The conflict in Iran is severely disrupting the economic landscape of Bangladesh, leading to increased fuel prices and significant energy shortages. In urban centers, particularly Dhaka, citizens now encounter lengthy lines at fuel stations, frequent power outages, and escalating transport costs. Many families find it increasingly difficult to balance their household budgets as inflation spirals due to the ongoing global energy crisis linked to the Middle East turmoil.
Tariqul Islam, a ride-sharing driver from Dhaka, exemplifies the struggles faced by many. After his clothing business collapsed, he turned to ride-sharing as a lifeline. However, persistent fuel shortages have forced him into lengthy waits at petrol stations, diminishing his earnings as he cannot operate his motorcycle regularly. If these challenges persist, his family’s survival in Dhaka could be jeopardized.
With Bangladesh relying heavily on fuel imports, the ongoing warfare has threatened the supply of oil and gas, primarily transported through the Strait of Hormuz—an essential maritime route impacted by the conflict. Rising global oil prices have induced widespread shortages of vital fuels such as gas and diesel, leading to heightened power outages across the industrial sectors. Although the government's recent initiatives to increase fuel supply have provided some relief, long-term economic recovery remains uncertain.
Emergency measures have been rolled out by the government to tackle the energy crisis, including shortened office hours, limited mall operating times, and fuel rations in some regions. Bangladesh is actively seeking alternative fuel supplies and financial help from across the globe. Support from neighboring India, facilitating fuel supply arrangements, has come as a timely response to Bangladesh’s mounting import costs.

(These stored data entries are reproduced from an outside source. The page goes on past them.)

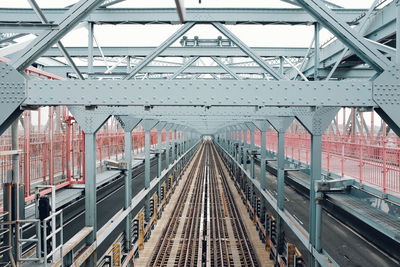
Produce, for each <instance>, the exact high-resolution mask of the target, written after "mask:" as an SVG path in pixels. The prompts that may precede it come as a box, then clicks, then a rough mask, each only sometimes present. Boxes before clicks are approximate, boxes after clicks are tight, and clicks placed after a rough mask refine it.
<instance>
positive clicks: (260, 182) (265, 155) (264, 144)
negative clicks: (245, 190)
mask: <svg viewBox="0 0 400 267" xmlns="http://www.w3.org/2000/svg"><path fill="white" fill-rule="evenodd" d="M254 124H255V126H256V127H257V128H258V129H259V130H260V135H261V137H260V138H261V141H260V145H261V147H260V150H261V153H260V154H261V163H260V186H261V189H263V190H265V189H266V177H265V174H266V173H265V171H266V170H265V167H266V166H265V165H266V159H267V149H266V132H267V130H268V128H269V126H270V124H269V122H268V121H255V122H254ZM261 203H263V201H261ZM261 217H264V216H261Z"/></svg>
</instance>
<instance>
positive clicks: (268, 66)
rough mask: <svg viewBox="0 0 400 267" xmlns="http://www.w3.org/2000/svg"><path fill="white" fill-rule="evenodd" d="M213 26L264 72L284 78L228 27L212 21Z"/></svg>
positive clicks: (280, 77) (282, 78)
mask: <svg viewBox="0 0 400 267" xmlns="http://www.w3.org/2000/svg"><path fill="white" fill-rule="evenodd" d="M213 26H214V27H215V28H216V29H217V30H219V31H220V32H221V33H223V34H224V35H225V36H226V37H227V38H228V39H230V40H231V41H232V42H234V43H235V44H236V45H237V46H238V47H239V48H240V49H241V50H242V51H243V52H245V53H246V54H247V55H248V56H249V57H251V58H252V59H253V60H254V61H255V62H256V63H257V64H258V65H260V66H261V67H262V68H263V69H265V71H266V72H268V73H269V74H271V76H272V77H273V78H274V79H276V80H281V79H284V77H283V76H282V75H280V74H279V73H277V72H276V71H275V70H274V69H273V68H272V67H271V66H270V65H269V64H268V63H267V62H265V61H264V60H263V59H262V58H261V57H260V56H259V55H257V54H256V53H255V52H254V51H253V50H251V48H250V47H248V46H247V45H246V44H245V43H243V42H242V41H241V40H240V39H239V38H238V37H237V36H236V35H234V34H233V33H232V32H231V31H230V30H228V28H226V27H225V26H224V25H222V24H221V23H219V22H214V23H213Z"/></svg>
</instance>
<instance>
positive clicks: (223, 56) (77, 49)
mask: <svg viewBox="0 0 400 267" xmlns="http://www.w3.org/2000/svg"><path fill="white" fill-rule="evenodd" d="M156 48H157V47H102V48H101V49H102V51H103V54H104V56H105V57H124V56H130V57H145V56H147V55H149V54H150V53H151V52H153V51H154V50H155V49H156ZM66 49H67V50H68V53H69V54H70V55H71V57H87V56H88V52H87V47H66ZM250 49H251V50H253V51H254V52H255V53H257V55H259V56H260V57H277V56H285V57H304V55H305V53H306V52H307V48H303V47H250ZM61 56H62V55H61V53H60V52H59V51H58V50H57V49H56V48H54V47H51V48H49V49H48V50H47V51H46V52H45V53H44V54H43V55H42V57H61ZM93 56H95V57H101V53H100V50H99V49H98V48H97V47H94V48H93ZM159 56H160V57H191V56H193V57H245V56H247V55H246V53H244V52H243V51H242V50H240V49H239V48H238V47H232V46H213V47H209V46H194V47H168V48H166V49H165V50H164V51H162V52H161V53H160V54H159Z"/></svg>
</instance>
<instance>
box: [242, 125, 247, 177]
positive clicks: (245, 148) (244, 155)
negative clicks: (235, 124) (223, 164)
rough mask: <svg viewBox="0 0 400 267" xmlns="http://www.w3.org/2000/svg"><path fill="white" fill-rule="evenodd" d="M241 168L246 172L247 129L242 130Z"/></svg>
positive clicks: (246, 127)
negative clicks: (242, 133) (242, 165)
mask: <svg viewBox="0 0 400 267" xmlns="http://www.w3.org/2000/svg"><path fill="white" fill-rule="evenodd" d="M243 138H244V139H243V168H244V170H245V171H246V172H247V127H244V128H243Z"/></svg>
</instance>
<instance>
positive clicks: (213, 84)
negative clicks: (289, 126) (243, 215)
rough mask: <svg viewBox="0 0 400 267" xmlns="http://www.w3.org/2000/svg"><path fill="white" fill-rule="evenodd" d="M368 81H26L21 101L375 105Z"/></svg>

The nation’s economy is under further strain due to soaring energy subsidies. Analysts caution that should global prices persist, Bangladesh may be compelled to expend over one billion dollars extra on fuel and LNG subsidies. This bleak outlook has prompted international financial bodies, like the World Bank and Asian Development Bank, to downgrade their economic growth predictions for Bangladesh, raising alarms about worsening inflation and unemployment amid the prolonged Middle East tensions.
The garment industry, essential to Bangladesh’s economy, also faces severe repercussions. Factory owners report a slowdown in exports to Europe and the United States due to escalating production costs and energy instability. With ongoing power shortages, manufacturers are investing heavily in diesel generators. Additionally, the price hikes on various materials tied to petroleum products, such as sewing threads and packaging options, have further driven up operational costs.
Business leaders express concern over drastic decreases in factory output and fear that international clients may redirect orders to competitor nations like India, Vietnam, and Cambodia if conditions do not improve. Bangladesh stands as the second-largest garment exporter globally, providing jobs for nearly four million workers—most of whom are women from rural backgrounds. With the potential for reduced production or factory closures on the horizon, workers are increasingly anxious about their job security.